🤖 AI Summary
Graph neural networks (GNNs) face severe generalization bottlenecks under label scarcity, cross-domain transfer, and semantic gaps between graph-structured and textual modalities.
Method: This paper proposes a language-aware multimodal prompt learning framework that jointly optimizes structural graph prompts and textual prompts to align graph embeddings into the semantic space of large language models (LLMs), thereby establishing the first CLIP-style zero-shot GNN classification prototype. It employs contrastive learning and cross-modal alignment to bridge the semantic gap between graphs and text.
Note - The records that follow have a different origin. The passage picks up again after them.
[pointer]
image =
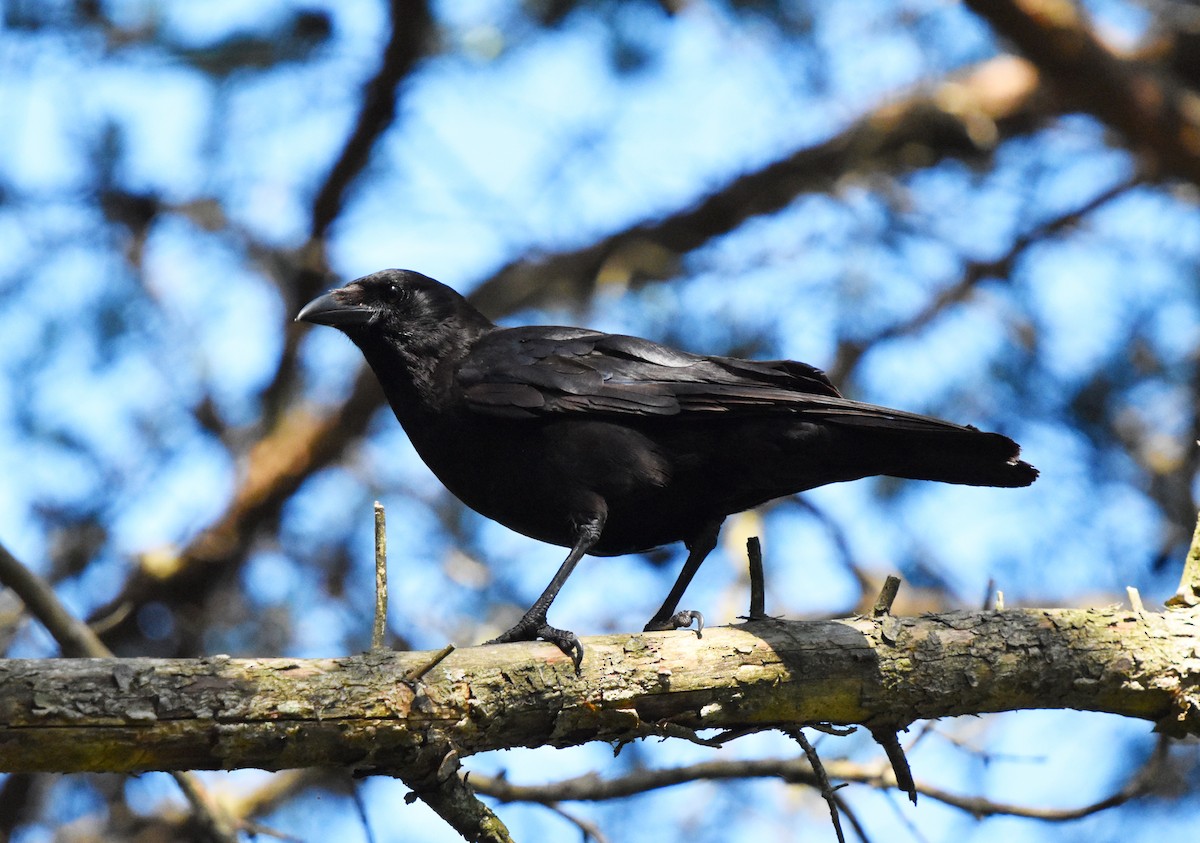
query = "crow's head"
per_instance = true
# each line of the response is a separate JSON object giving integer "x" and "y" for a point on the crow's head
{"x": 395, "y": 306}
Contribution/Results: The framework enables zero-shot, cross-domain, multi-task, and few-shot generalization to unseen classes. Empirical results demonstrate that it significantly outperforms existing baselines on zero-shot graph classification using only a handful of samples—each annotated with short textual labels—thereby introducing a novel paradigm for weakly supervised graph representation learning.
📝 Abstract
While great success has been achieved in building vision models with Contrastive Language-Image Pre-training (CLIP) over internet-scale image-text pairs, building transferable Graph Neural Networks (GNNs) with CLIP pipeline is challenging because of the scarcity of labeled data and text supervision, different levels of downstream tasks, and the conceptual gaps between domains. In this work, to address these issues, we propose a multi-modal prompt learning paradigm to effectively adapt pre-trained GNN to downstream tasks and data, given only a few semantically labeled samples, each with extremely weak text supervision. Our new paradigm embeds the graphs directly in the same space as the Large Language Models (LLMs) by learning both graph prompts and text prompts simultaneously. We demonstrate the superior performance of our paradigm in few-shot, multi-task-level, and cross-domain settings. Moreover, we build the first CLIP-style zero-shot classification prototype that can generalize GNNs to unseen classes with extremely weak text supervision. The code is available at https://github.com/Violet24K/Morpher.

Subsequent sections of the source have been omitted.